The frame-level model is trained with either teacher forcing or attention forcing. In both cases, the loss shown in equation 35 is used for both the decoder and post-processing CBHG. The two losses have equal weights. For attention forcing, the additional alignment loss shown in equation 34 is used for the attention mechanism, and the scaling factor is 50. The neural vocoder is always trained in teacher forcing mode, and the loss function is shown in equation 13. For all experiments, the optimizer is Adam (Kingma and Ba, 2014), and the initial learning rate is 0.001.

a.2.2 Machine translation

The NMT experiments are conducted on the English-to-Vietnamese task in IWSLT 2015. It is a low resource NMT task, with the parallel training set containing 133K sentence pairs. The Stanford pre-processed data (https://nlp.stanford.edu/projects/nmt/) is used. The attention-based encoder-decoder LSTM model (Wu et al., 2016) is adopted.
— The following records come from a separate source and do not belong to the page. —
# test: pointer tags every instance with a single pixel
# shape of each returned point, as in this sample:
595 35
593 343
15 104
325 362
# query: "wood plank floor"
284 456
The model is simplified with a smaller number of LSTM layers due to the small scale of data: the encoder has 2 layers of bi-LSTM and the decoder has 4 layers of uni-LSTM; the general form of Luong attention Luong et al. (2015) is used; both English and Vietnamese word embeddings have 200 dimensions and are randomly initialised. Adam optimiser is used with a learning rate of 0.002 and the maximum gradient norm is set to be 1. Dropout is used with a probability of 0.2. During inference, predictions are made using beam search with a width of 10.